Coincidências no paraíso

Es gibt da so ein Sprichwort in Brasilien: Wenn man stirbt kommt man ins Paradies, nach Fernando de Noronha. Grund genug für mich, diesen Ort zu besuchen, denn das klingt nach optimaler Erholung nach dem Carnavals-Stress. Und man hat mir Haie und Schildkröten in Aussicht gestellt - I´m in!!!

Fernando de Noronha ist eine Inselgruppe, und liegt eine Flugstunde von Recife entfernt, gehört also noch zum Bundesstaat Pernambuco. 21 Inseln zählt sie insgesamt, aber nur die grösste ist bewohnt, rund 4000 Menschen leben da. Die Unesco hat sie auf ihre Liste der Weltnaturerben aufgenommen. Brasilien ist also sehr darauf bedacht, die insgesamt 26 km2 so gut es geht zu erhalten. Deshalb wird der Tourismus auf Fernando de Noronha auch reguliert, das heisst, die Zahl der Besucher beschränkt. Ebenfalls deren Aufenthaltsdauer. Das merkt man schon bei der Einreise am Flughafen, denn dort wird man noch vor der Gepäckausgabe erst mal zur Kasse gebeten. Für die Tage, die man auf der Insel bleibt, muss man eine Umweltsteuer bezahlen. Je länger der Aufenthalt, desto teurer also. Aber ich bezahle ja gerne für das Paradies (muss das allerdings auf meine Abreise verschieben, denn der Kreditkartenleser funktioniert gerad enicht).

Überhaupt muss man auf Fernando de Noronha ein gut gefülltes Portemonnaie mitnehmen (und zwar mit Bargeld, Karten funktionieren hier tatsächlich oft nicht).
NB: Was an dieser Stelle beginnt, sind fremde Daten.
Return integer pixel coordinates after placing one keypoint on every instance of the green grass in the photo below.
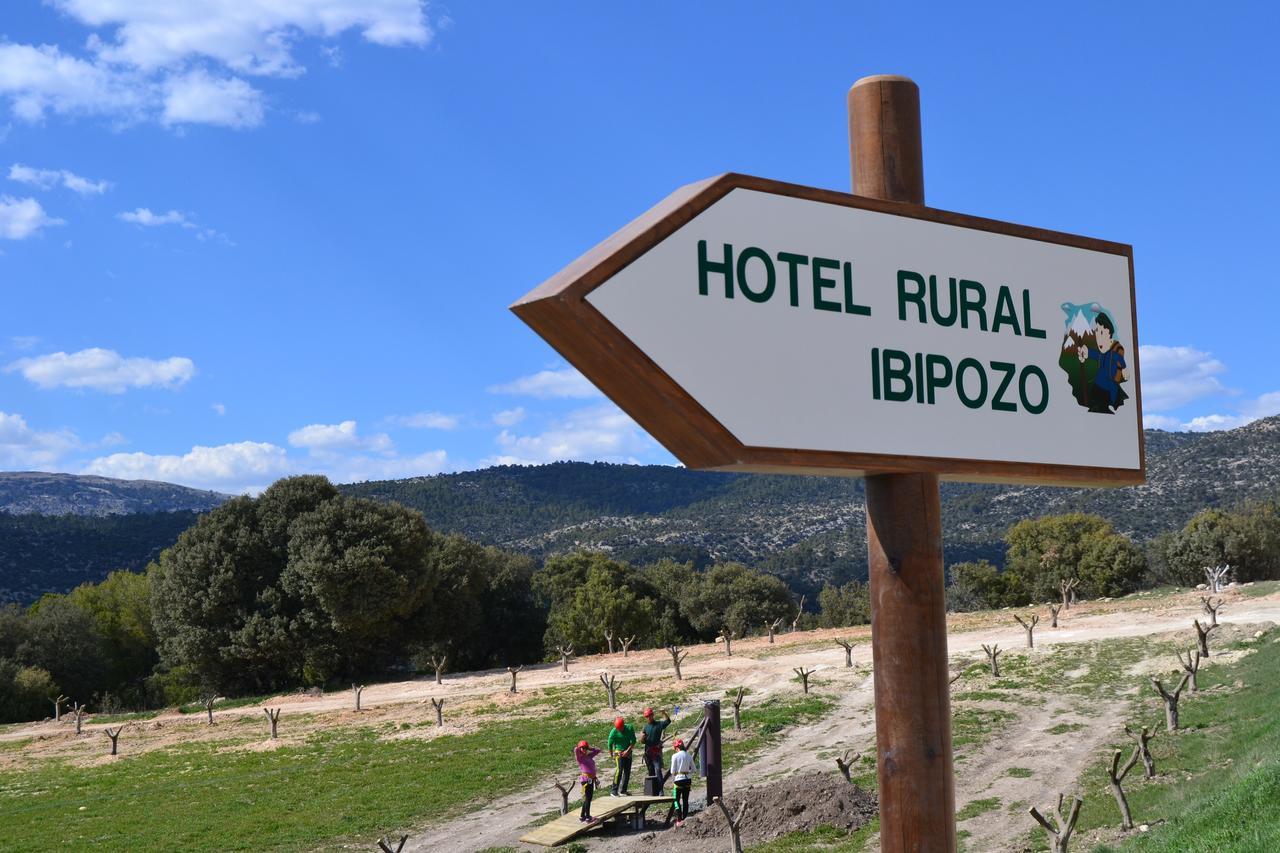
(1229, 748)
(766, 721)
(978, 807)
(336, 785)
Die Unterkünfte sind relativ teuer, man findet auch keine schäbigen Hostels mit 10er-Schlägen oder so. Geht man im klitzekleinen Supermarkt einkaufen, staunt man ebenfalls über die stolzen Preise, also besser den Deo, die Sonnencrème, und am besten auch gleich noch ein paar Guetzli und Chips schon selber mitbringen. Und bevor man überhaupt loslegen kann mit dem Entdecken der Insel, muss man sich auch noch einen Eintritt für den Nationalpark besorgen, mit ganz schön happigen Preisen.
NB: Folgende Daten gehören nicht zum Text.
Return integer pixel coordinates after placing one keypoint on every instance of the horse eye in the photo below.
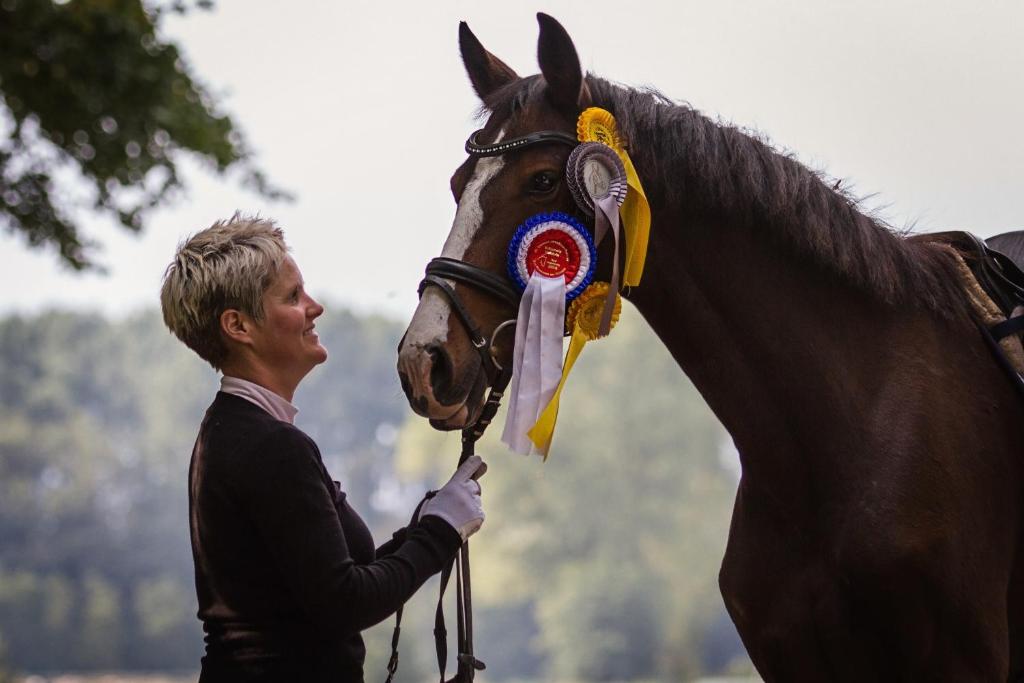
(544, 182)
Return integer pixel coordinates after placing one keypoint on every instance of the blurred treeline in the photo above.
(599, 564)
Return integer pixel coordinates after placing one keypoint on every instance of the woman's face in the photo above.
(285, 340)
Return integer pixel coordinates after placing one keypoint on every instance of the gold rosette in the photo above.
(597, 125)
(585, 311)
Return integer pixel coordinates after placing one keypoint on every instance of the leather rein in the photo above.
(438, 273)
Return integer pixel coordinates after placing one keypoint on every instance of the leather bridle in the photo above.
(439, 270)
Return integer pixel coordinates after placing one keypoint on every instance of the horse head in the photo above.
(443, 369)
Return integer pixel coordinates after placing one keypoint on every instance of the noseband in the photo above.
(439, 270)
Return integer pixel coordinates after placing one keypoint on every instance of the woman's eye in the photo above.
(544, 182)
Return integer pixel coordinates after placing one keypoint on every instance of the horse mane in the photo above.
(720, 170)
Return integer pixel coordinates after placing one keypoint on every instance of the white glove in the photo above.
(458, 502)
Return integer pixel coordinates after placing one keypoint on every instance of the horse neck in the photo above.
(768, 338)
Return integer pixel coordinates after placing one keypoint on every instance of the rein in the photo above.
(439, 270)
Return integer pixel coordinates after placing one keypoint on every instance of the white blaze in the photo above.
(431, 319)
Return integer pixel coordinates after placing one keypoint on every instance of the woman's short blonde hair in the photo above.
(229, 264)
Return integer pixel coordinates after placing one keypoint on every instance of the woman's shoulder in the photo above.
(233, 425)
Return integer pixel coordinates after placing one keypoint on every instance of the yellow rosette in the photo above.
(597, 125)
(584, 319)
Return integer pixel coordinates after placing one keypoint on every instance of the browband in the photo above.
(474, 148)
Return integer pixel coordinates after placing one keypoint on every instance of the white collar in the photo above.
(278, 407)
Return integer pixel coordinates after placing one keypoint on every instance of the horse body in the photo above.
(877, 519)
(876, 534)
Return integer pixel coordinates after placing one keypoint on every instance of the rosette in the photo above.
(597, 125)
(594, 171)
(584, 315)
(553, 245)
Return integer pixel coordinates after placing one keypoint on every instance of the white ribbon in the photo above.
(537, 359)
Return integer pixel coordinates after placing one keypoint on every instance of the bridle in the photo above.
(439, 270)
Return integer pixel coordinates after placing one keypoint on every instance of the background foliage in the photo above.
(95, 110)
(600, 564)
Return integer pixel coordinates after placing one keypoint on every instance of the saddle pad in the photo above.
(988, 312)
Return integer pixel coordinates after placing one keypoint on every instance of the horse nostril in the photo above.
(440, 369)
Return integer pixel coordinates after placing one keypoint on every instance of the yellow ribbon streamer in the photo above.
(584, 318)
(597, 125)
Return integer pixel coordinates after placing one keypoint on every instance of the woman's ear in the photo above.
(236, 327)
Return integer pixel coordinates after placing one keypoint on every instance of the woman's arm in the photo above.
(294, 511)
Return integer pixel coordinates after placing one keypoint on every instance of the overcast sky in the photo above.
(361, 110)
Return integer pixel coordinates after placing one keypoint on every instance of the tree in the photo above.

Beim Konsum von Wasser und Strom hingegen ist Sparsamkeit angesagt, denn davon gibt´s dort nicht zuviel. Dafür hat´s gratis wifi für alle - wenn es denn funktionieren würde. Aber mal kurz Fotos vom Tauchausflug verschicken oder so kann man sich hier abschminken, genauso wie sämtliche Social-Media-Plattformen und Mail-Accounts. Das muss man alles verschieben, bis man wieder auf dem Festland ist.

Aber der Aufwand und die Mühen lohnen sich also definitiv! Denn Fernando de Noronha ist tatsächlich paradiesisch pra caramba! Die wunderschönsten Strände, das klarste, türkisblaue Wasser, atemberaubende Sonnenuntergänge und viel unberührte Natur - man wähnt sich fast in einem gefotoshoppten Ferienkatalog. Aber es ist alles echt!
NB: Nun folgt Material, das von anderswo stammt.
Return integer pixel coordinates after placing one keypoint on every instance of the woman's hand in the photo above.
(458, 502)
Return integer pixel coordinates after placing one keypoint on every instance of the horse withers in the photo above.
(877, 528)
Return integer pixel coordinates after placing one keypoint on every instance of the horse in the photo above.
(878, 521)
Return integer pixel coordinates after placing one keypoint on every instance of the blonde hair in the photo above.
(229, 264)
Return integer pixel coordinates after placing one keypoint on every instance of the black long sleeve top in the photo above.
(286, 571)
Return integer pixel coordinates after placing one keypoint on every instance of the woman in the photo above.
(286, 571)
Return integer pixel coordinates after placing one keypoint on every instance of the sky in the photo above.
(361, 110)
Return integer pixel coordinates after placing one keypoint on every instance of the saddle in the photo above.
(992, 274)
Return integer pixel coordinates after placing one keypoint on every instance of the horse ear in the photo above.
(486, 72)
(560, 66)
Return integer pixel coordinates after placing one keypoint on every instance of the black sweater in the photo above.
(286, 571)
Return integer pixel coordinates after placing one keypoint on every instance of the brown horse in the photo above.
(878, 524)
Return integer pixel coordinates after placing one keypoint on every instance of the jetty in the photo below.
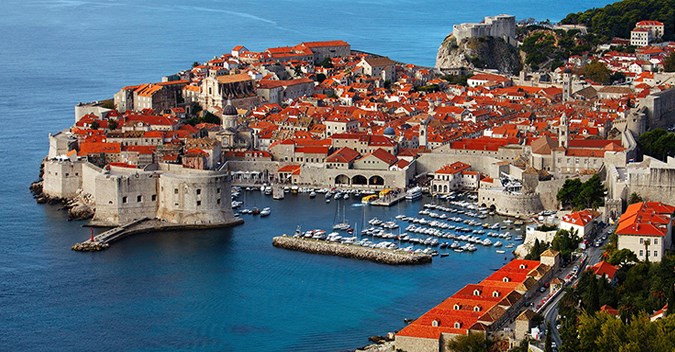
(103, 240)
(384, 256)
(389, 199)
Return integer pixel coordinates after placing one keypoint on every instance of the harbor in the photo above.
(445, 226)
(378, 255)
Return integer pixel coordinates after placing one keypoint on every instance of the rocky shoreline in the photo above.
(383, 256)
(78, 208)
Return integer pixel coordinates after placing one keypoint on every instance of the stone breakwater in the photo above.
(384, 256)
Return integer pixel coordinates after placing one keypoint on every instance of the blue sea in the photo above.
(220, 290)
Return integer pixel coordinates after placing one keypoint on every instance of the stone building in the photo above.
(646, 229)
(279, 91)
(123, 194)
(500, 26)
(453, 177)
(476, 308)
(381, 67)
(216, 90)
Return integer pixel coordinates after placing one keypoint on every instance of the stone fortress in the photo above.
(500, 26)
(173, 194)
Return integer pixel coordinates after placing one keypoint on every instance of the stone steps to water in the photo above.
(384, 256)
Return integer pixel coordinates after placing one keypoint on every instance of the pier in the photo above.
(389, 200)
(384, 256)
(103, 240)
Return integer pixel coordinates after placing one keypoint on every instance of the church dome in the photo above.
(229, 110)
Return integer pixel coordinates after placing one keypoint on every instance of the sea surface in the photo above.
(220, 290)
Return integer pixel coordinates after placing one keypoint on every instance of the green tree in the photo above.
(634, 198)
(622, 257)
(597, 71)
(326, 63)
(112, 124)
(671, 299)
(469, 343)
(565, 243)
(591, 195)
(568, 192)
(537, 249)
(548, 344)
(669, 63)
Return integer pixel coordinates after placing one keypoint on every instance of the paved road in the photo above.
(551, 312)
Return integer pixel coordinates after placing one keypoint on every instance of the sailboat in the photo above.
(344, 225)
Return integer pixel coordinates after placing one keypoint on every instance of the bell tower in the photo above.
(563, 132)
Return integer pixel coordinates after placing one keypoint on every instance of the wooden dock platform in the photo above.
(389, 200)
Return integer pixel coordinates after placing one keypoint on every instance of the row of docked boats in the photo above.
(256, 211)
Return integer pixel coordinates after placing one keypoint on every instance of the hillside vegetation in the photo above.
(619, 18)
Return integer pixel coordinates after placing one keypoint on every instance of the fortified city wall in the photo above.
(511, 204)
(62, 178)
(653, 183)
(485, 163)
(660, 108)
(123, 196)
(194, 197)
(500, 26)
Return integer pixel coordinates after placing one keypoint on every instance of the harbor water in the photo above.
(215, 290)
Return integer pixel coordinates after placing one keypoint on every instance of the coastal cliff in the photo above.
(485, 53)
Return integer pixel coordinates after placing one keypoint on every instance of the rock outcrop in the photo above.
(481, 53)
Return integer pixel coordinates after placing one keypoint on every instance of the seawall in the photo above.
(384, 256)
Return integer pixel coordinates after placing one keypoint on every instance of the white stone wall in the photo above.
(416, 344)
(62, 178)
(123, 198)
(636, 245)
(195, 197)
(512, 204)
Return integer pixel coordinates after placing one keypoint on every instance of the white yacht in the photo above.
(413, 193)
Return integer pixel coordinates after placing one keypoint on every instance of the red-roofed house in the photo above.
(474, 308)
(646, 229)
(580, 221)
(343, 158)
(454, 177)
(604, 269)
(379, 159)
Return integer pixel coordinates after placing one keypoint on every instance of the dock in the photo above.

Also, ab ins Wasser! Ans Schnorcheln an der Praia do Sueste habe ich hohe Ansprüche: wehe, es kommt kein Hai und keine Schildkröte vorbei! Aber ich werde nicht enttäuscht, denn die Haie warten schon am Strand auf mich, als ich mir in Taucherbrille, Schwimmweste (leider Vorschrift hier) und Flossen meinen Weg ins Wasser bahne (rückwärts, anders kann man sich in diesen Flossen ja nicht bewegen, wenn man nicht alle zwei Meter auf die Fresse fallen will). Ok, ich gebe zu, die Raubfische sind klein, dafür aber in Gruppen unterwegs, und ich bin sicher: auch die Kleinen haben scharfe Zähne!
  
Kaum paddle ich los und bestaune die Unterwasserwelt, da gleitet schon ein grösseres Exemplar (die Mama??) unter mir vorbei. Das macht ziemlich Eindruck! Ich weiss nicht, aber Haie sehen irgendwie fies aus, deswegen faszinieren sie mich wohl so. Fies und elegant. Würde sich dieses Viech für mich interessieren, könnte das sehr blutig enden, für mich. 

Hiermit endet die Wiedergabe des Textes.